Below is a selection of documents vividly recounting Maurice Halbwachs' imprisonment at Buchenwald concentration camp, where he died a mere seven months after arriving.
In 1945, the French painter Boris Taslitzky published sketches from Buchenwald in his book »III Dessins fait à Buchenwald, 1944–1945«. Two of these drawings show Maurice Halbwachs just a few days before his death. Taslitzky himself was interned at Buchenwald from 6 August 1944, until the camp's liberation. He died in Paris on 9 December 2005 at the age of 94.
From his personal file to letters from camp doctors and his death certificate: The official documents bear witness to Halbwachs' imprisonment and suffering at Buchenwald concentration camp.
In 1947, just two years after the war ended, in 1947, the Université de Strasbourg published a volume titled »Témoignages strasbourgeois«. The compilation was made up of accounts in which survivors described their deportation to German concentration camps and the French resistance against the National Socialists.

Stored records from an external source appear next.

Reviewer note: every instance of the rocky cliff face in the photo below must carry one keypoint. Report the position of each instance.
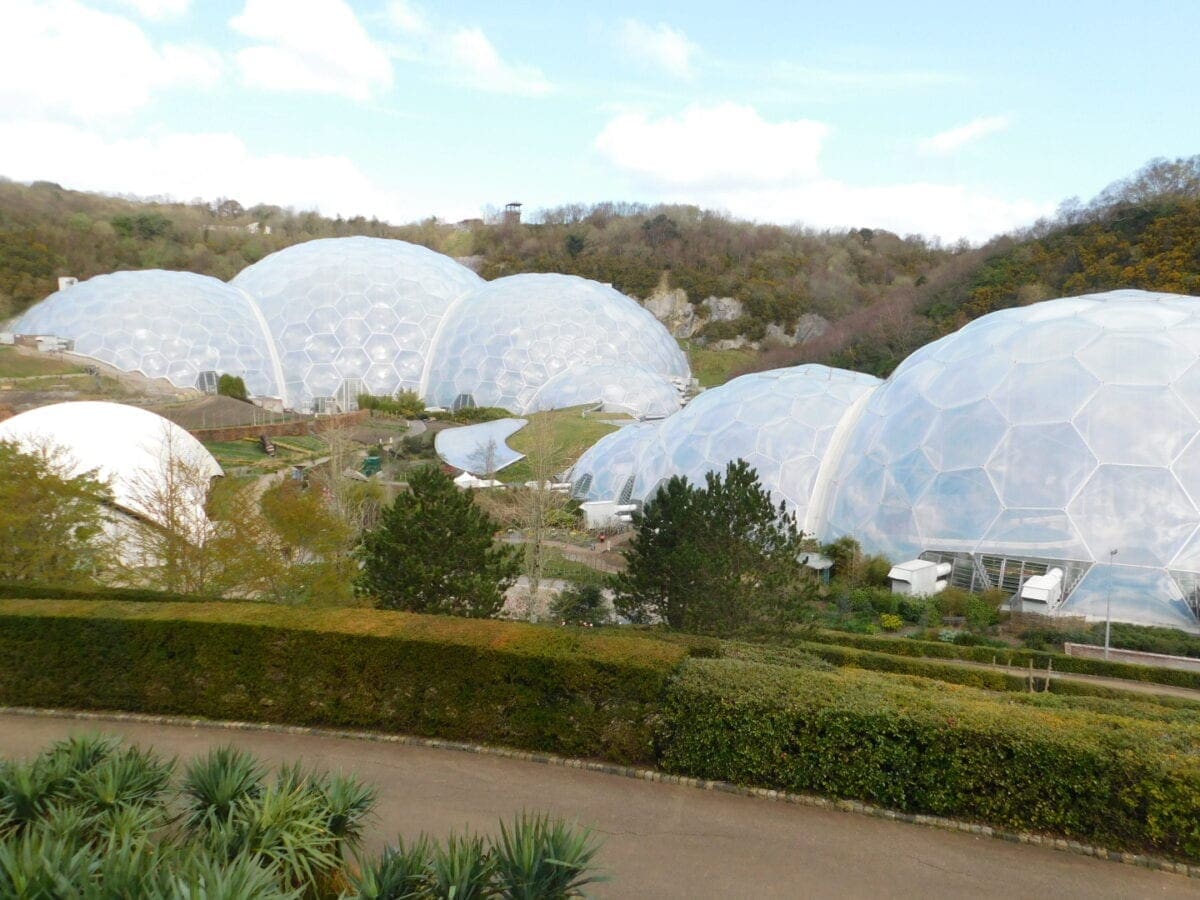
(684, 319)
(671, 307)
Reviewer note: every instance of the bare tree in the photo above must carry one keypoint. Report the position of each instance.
(546, 457)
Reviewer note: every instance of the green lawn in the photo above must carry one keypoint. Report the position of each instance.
(714, 367)
(288, 450)
(570, 436)
(559, 567)
(18, 365)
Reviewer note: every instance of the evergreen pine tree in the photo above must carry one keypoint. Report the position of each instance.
(715, 558)
(433, 551)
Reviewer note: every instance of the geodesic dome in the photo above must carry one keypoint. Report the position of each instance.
(353, 313)
(162, 324)
(618, 389)
(1060, 431)
(131, 449)
(781, 421)
(609, 469)
(499, 345)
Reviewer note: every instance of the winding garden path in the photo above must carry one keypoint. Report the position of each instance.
(661, 840)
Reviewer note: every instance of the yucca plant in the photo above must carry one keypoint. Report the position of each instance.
(285, 828)
(198, 875)
(400, 873)
(461, 869)
(348, 804)
(539, 858)
(27, 791)
(79, 753)
(36, 864)
(214, 783)
(127, 778)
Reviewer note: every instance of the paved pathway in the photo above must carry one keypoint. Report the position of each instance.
(666, 840)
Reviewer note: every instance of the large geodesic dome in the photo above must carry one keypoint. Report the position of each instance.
(783, 423)
(499, 345)
(1066, 432)
(354, 315)
(615, 388)
(136, 451)
(610, 467)
(163, 324)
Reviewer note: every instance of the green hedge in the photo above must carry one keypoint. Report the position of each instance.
(23, 591)
(952, 751)
(1011, 657)
(546, 689)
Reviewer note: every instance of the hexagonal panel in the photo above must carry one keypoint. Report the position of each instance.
(1139, 511)
(1041, 466)
(1135, 425)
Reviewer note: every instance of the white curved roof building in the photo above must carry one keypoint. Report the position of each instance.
(1060, 431)
(502, 343)
(1065, 435)
(162, 324)
(359, 312)
(131, 449)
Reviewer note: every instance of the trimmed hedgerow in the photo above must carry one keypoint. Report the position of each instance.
(947, 751)
(537, 688)
(1011, 657)
(22, 591)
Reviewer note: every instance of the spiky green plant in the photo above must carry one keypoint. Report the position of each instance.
(214, 783)
(79, 753)
(198, 875)
(27, 791)
(543, 858)
(285, 828)
(400, 873)
(461, 869)
(127, 778)
(36, 864)
(348, 805)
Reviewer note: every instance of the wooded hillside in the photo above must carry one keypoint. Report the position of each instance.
(883, 294)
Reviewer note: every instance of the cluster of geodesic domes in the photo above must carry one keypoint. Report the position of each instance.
(337, 317)
(1045, 436)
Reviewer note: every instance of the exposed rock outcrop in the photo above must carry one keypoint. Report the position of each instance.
(672, 309)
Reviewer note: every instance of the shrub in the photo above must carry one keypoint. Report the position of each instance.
(287, 837)
(232, 387)
(949, 753)
(539, 688)
(995, 652)
(581, 605)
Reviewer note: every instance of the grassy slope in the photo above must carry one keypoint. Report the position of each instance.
(714, 367)
(571, 436)
(18, 365)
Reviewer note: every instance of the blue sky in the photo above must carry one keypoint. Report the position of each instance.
(958, 120)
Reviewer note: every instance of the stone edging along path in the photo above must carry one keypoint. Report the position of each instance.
(865, 809)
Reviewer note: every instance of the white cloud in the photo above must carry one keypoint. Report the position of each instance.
(157, 9)
(947, 211)
(317, 46)
(729, 157)
(407, 18)
(661, 46)
(954, 139)
(726, 145)
(192, 165)
(479, 65)
(64, 57)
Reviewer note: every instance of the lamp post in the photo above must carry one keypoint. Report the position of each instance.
(1108, 607)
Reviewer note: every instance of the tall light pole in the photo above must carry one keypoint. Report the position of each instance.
(1108, 607)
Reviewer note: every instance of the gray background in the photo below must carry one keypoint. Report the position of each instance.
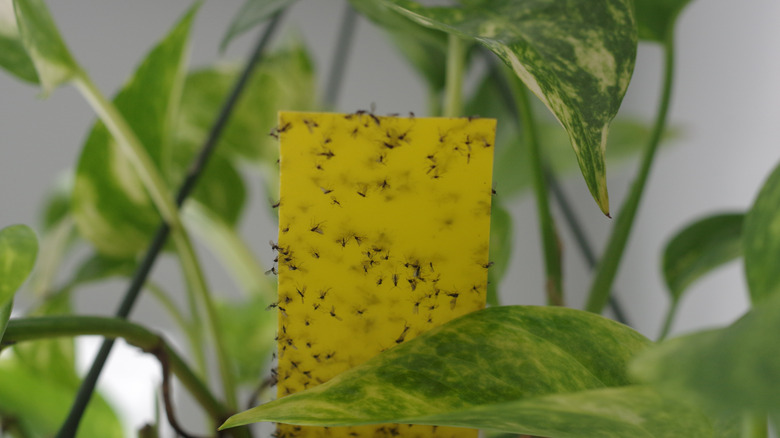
(727, 100)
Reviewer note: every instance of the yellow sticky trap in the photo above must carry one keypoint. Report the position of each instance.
(383, 234)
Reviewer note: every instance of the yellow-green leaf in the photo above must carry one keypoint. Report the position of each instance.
(18, 250)
(41, 38)
(577, 57)
(110, 204)
(497, 355)
(13, 56)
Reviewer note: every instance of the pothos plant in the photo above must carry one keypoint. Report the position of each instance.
(162, 161)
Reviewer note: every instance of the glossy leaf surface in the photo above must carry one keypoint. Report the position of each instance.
(251, 14)
(761, 241)
(18, 250)
(577, 57)
(499, 354)
(656, 18)
(731, 370)
(700, 248)
(512, 173)
(110, 205)
(52, 59)
(13, 56)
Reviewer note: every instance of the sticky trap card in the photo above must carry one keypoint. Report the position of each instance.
(383, 234)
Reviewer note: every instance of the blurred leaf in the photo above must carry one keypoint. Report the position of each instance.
(98, 267)
(40, 37)
(656, 18)
(110, 205)
(5, 315)
(220, 187)
(54, 358)
(56, 204)
(731, 370)
(41, 403)
(18, 250)
(761, 241)
(13, 56)
(283, 80)
(251, 327)
(500, 249)
(425, 49)
(699, 248)
(496, 355)
(576, 57)
(252, 13)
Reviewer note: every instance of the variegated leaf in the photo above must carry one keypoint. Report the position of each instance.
(110, 204)
(577, 56)
(497, 355)
(41, 38)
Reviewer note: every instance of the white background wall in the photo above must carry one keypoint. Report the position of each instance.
(727, 100)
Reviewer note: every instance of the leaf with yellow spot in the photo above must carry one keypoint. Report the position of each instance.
(384, 225)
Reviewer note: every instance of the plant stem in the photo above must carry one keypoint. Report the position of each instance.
(610, 261)
(754, 425)
(343, 46)
(71, 423)
(197, 283)
(456, 61)
(580, 237)
(550, 242)
(29, 329)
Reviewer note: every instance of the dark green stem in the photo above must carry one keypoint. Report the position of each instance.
(550, 242)
(580, 238)
(570, 217)
(343, 48)
(610, 261)
(70, 427)
(30, 329)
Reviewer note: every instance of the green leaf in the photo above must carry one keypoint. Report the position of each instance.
(5, 315)
(40, 37)
(731, 370)
(41, 403)
(700, 248)
(13, 56)
(251, 339)
(500, 354)
(425, 49)
(761, 241)
(577, 57)
(252, 13)
(110, 205)
(283, 80)
(220, 187)
(18, 250)
(656, 18)
(500, 249)
(631, 411)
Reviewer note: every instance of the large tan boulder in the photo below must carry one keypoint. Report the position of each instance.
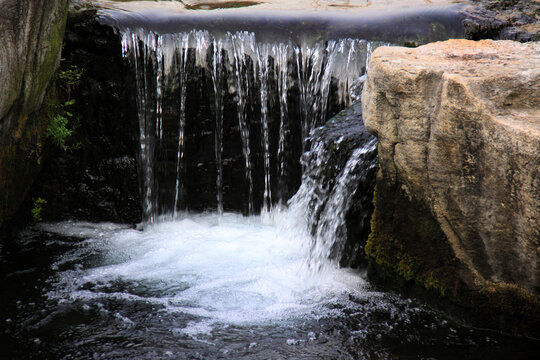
(458, 190)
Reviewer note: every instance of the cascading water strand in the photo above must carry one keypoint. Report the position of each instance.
(263, 79)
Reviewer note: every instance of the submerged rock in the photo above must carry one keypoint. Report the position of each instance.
(458, 189)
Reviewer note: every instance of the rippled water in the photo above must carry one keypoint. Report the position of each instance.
(205, 287)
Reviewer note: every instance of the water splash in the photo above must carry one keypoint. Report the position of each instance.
(340, 162)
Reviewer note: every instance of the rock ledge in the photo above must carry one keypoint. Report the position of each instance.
(458, 190)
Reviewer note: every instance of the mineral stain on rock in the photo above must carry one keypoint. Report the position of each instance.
(459, 138)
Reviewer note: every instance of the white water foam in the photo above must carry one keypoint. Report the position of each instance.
(221, 270)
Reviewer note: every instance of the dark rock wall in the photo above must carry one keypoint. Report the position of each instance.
(31, 33)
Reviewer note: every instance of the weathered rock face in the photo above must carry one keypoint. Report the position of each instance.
(31, 32)
(458, 190)
(502, 19)
(96, 180)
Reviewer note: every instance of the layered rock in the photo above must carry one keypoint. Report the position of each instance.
(505, 20)
(458, 189)
(31, 32)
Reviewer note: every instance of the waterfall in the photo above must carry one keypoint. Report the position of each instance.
(339, 172)
(264, 99)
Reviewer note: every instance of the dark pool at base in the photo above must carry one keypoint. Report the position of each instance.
(34, 327)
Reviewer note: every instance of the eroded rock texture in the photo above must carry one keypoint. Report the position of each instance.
(31, 33)
(458, 190)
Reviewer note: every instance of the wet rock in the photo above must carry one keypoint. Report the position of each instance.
(458, 198)
(505, 20)
(96, 178)
(31, 33)
(338, 182)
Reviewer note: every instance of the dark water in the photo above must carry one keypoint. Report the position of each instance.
(104, 291)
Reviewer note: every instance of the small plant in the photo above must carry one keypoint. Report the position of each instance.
(57, 129)
(70, 77)
(39, 204)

Selections from these reports have been translated and are now available for the first time in German. In »Témoignages strasbourgeois – Berichte französischer Überlebender der Konzentrationslager Buchenwald und Mittelbau-Dora« (reports by French survivors of the Buchenwald and Mittelbau-Dora concentration camps), editors Anett Dremel, Michael Löffelsender, and Jens-Christian Wagner relate the experiences and observations of courageous Université de Strasbourg members who survived deportation and forced labour in the concentration camps. Henning Schmidgen contextualises these reports in the history of European universities and academic history.
The volume was published by Wallstein Verlag Göttigen:
»Témoignages strasbourgeois.
Berichte französischer Überlebender der Konzentrationslager Buchenwald und Mittelbau-Dora« (reports by French survivors of the Buchenwald and Mittelbau-Dora concentration camps).
Edited by Anett Dremel, Michael Löffelsender, and Jens-Christian Wagner
Göttingen: Wallstein Verlag, 2024
At 6 pm on 24 October 2024, the book was presented at a reading held in the lounge of the University Library. Prof. Dr. Jens-Christian Wagner, Director of the Buchenwald and Mittelbau-Dora Memorial Foundation and Professor of »Geschichte in Medien und Öffentlichkeit« at Friedrich-Schiller-Universität Jena, and Prof. Dr. Henning Schmidgen, Professor of »Medientheorie und Wissenschaftsgeschichte« at the Bauhaus-Universität Weimar gave compelling accounts of the circumstances under which the reports were created after the liberation. Pauline Böhnisch read excerpts from the original texts.
Attendees were also presented with in-depth impressions of the historical significance and a categorisation of the reports and their origins. The Université de Strasbourg was a centre of resistance against the National Socialists and German occupiers Many of its university members, faculty, and students were deported to various concentration camps, including Buchenwald. The book reveals the inhumane conditions of camp imprisonment which caused Maurice Halbwachs's death.